The differences between Root Port and Designated Port are listed below.
• Root Port is a single selected port on a Switch, other than Root Switch, with least Path Cost to reach the Root Bridge. The Designated Port is the port that has the lowest Spanning Tree Path Cost on a particular Local Area Network (LAN) segment.
The Root Port is the port on the Bridge (Switch) with the least Spanning Tree Path Cost from the switch to the Root Bridge. A Designated Port is the port on a Local Area Network (LAN) segment with the least Spanning Tree Path Cost to the Root Bridge (Root Switch).

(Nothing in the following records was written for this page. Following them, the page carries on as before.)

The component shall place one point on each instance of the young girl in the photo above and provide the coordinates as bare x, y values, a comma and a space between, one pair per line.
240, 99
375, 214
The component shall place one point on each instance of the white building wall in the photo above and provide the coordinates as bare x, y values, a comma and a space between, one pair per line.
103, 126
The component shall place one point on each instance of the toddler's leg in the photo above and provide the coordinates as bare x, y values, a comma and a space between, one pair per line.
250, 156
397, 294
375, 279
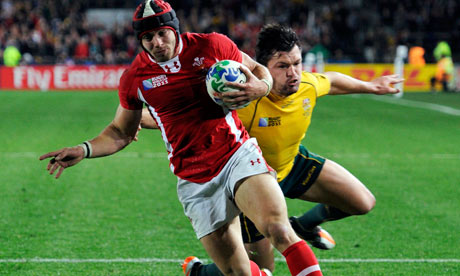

• There can be ONLY one Root Port on a Bridge (Switch). There may be multiple Designated Ports on a Bridge (Switch).
All the ports on a Root Bridge (Root Switch) are Designated Port and there is no Root Port on a Root Bridge (Root Switch).
• A Root Port can NEVER be a Designated Port.
• If one end of a Local Area Network (LAN) segment is a Designated Port, other end is called as Non Designated Port (marked as NDP), if it is NOT a Root Port. Non Designated Port will be always in Blocking State, to avoid Layer 2 Switching loops.